Dave Szott

No. 79
- Position: Guard

Personal information
- Born: December 12, 1967 (age 58) Passaic, New Jersey, U.S.
- Listed height: 6 ft 4 in (1.93 m)
- Listed weight: 289 lb (131 kg)

Career information
- High school: Clifton (NJ)
- College: Penn State
- NFL draft: 1990: 7th round, 180th overall pick

Career history
- Kansas City Chiefs (1990–2000); Washington Redskins (2001); New York Jets (2002–2003);

Awards and highlights
- First-team All-Pro (1997); PFWA All-Rookie Team (1990); National champion (1986); First-team All-East (1989);

Career NFL statistics
- Games Played: 177
- Games Started: 171
- Fumble recoveries: 5
- Stats at Pro Football Reference

= Dave Szott =

American football player (born 1967)

David Andrew Szott (born December 12, 1967) is an American former professional football player who was a guard for 14 seasons in the National Football League (NFL). He played college football for the Penn State Nittany Lions.

Szott was selected by the Kansas City Chiefs in the seventh round of the 1990 NFL draft with the 180th overall pick. Szott played in the NFL for the Chiefs, Washington Redskins, and New York Jets, before retiring from football in February 2004. He remained with the Jets as an offensive line coach and in player development. Szott became the team's chaplain in 2006.

Szott played college football at Pennsylvania State University for legendary football coach Joe Paterno.

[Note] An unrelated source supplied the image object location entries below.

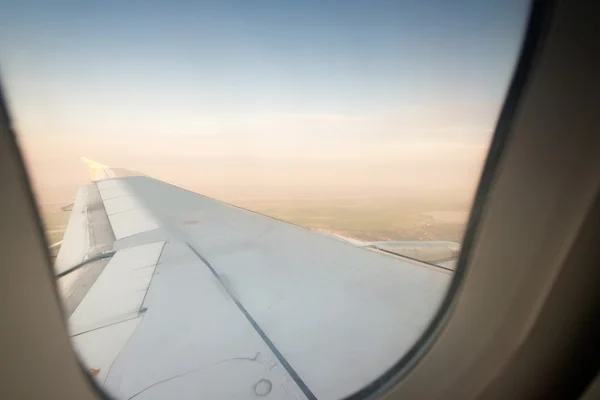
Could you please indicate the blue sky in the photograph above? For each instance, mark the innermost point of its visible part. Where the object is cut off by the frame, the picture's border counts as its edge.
(257, 71)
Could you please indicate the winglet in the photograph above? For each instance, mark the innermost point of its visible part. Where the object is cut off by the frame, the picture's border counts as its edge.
(98, 171)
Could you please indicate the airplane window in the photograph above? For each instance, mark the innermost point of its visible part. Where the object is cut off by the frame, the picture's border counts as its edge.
(259, 198)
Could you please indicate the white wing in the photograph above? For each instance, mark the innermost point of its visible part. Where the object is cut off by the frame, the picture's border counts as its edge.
(204, 298)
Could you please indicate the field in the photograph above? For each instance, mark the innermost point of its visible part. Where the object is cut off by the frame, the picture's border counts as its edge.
(368, 218)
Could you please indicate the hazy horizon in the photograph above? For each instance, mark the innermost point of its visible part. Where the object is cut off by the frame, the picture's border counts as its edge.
(266, 100)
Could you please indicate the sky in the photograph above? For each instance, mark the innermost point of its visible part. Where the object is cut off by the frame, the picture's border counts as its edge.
(398, 95)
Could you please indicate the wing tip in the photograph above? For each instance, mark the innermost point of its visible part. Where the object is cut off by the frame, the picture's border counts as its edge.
(92, 163)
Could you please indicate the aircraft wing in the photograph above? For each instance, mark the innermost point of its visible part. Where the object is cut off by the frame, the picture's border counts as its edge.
(189, 297)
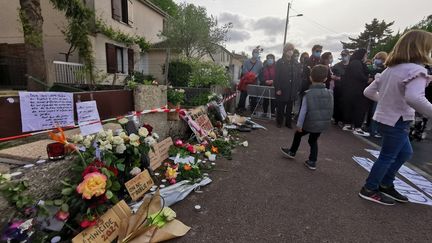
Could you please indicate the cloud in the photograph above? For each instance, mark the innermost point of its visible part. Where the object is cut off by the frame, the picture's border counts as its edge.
(270, 25)
(238, 35)
(237, 20)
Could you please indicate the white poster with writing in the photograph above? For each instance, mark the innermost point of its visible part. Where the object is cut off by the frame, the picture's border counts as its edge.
(88, 118)
(414, 195)
(45, 110)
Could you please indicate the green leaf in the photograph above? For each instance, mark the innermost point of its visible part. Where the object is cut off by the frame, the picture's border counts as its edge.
(58, 202)
(65, 207)
(67, 191)
(120, 167)
(115, 186)
(109, 194)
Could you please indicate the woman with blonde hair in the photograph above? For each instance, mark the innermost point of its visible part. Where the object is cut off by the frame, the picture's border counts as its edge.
(287, 85)
(399, 91)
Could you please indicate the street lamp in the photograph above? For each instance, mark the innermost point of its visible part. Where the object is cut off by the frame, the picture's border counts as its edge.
(287, 21)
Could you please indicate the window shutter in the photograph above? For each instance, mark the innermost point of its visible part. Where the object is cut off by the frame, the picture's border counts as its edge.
(111, 56)
(130, 60)
(130, 12)
(116, 9)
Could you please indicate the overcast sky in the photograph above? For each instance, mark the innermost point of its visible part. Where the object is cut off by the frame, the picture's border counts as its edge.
(326, 22)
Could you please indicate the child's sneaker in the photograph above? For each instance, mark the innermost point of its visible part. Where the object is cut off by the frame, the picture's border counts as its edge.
(393, 194)
(287, 153)
(360, 132)
(310, 164)
(376, 196)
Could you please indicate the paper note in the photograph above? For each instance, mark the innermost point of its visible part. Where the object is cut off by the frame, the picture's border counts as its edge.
(45, 110)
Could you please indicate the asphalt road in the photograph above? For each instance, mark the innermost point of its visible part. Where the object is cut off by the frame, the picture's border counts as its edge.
(264, 197)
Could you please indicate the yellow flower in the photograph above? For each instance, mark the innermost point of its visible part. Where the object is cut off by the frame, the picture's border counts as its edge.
(171, 173)
(94, 184)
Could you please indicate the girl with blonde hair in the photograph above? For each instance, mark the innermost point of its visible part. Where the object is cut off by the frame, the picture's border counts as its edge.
(399, 91)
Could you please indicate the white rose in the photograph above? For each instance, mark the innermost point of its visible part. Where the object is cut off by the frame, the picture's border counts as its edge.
(143, 132)
(135, 171)
(117, 140)
(120, 148)
(77, 138)
(133, 137)
(123, 120)
(149, 141)
(155, 136)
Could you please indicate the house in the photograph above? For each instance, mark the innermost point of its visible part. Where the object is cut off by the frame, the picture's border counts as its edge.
(113, 60)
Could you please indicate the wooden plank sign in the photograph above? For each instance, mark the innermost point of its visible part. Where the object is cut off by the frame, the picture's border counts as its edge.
(160, 153)
(107, 227)
(139, 185)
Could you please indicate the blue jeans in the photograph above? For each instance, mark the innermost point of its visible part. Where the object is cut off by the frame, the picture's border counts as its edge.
(395, 151)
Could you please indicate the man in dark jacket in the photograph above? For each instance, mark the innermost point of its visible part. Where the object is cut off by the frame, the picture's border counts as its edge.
(315, 116)
(287, 84)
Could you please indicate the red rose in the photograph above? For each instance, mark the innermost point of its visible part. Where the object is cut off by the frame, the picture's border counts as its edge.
(90, 169)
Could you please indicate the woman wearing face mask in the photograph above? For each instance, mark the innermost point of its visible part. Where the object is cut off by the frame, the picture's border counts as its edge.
(378, 67)
(267, 78)
(287, 84)
(356, 80)
(327, 60)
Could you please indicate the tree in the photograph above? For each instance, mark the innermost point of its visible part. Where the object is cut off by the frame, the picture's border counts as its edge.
(193, 32)
(31, 20)
(169, 6)
(375, 34)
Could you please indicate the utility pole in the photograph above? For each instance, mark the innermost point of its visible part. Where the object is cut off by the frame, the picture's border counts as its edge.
(286, 24)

Szott grew up in Clifton, New Jersey, and was a standout player at Clifton High School in New Jersey. He was also a standout high school wrestler in New Jersey placing fourth in the heavyweight division of the 1986 USA Wrestling Junior Freestyle Tournament. Szott was undefeated until the round robin portion where he was pinned by eventual champion John Matyiko of Virginia. Szott then was pinned by Carl Presley of Illinois in the semi-finals and settled for fourth place while losing by fall to Jon Morris of Virginia.

==Personal life==
His older brother is Kevin Szott, a Paralympic judoka, former goalball player, shot put thrower and a winner of five Paralympic Games medals.
Szott and his wife, Andrea, have two children, the older of whom has cerebral palsy. He is a tireless fundraiser for charitable causes related to the disorder. Josh, the youngest, is 20 years old and plays wide receiver for Colgate University.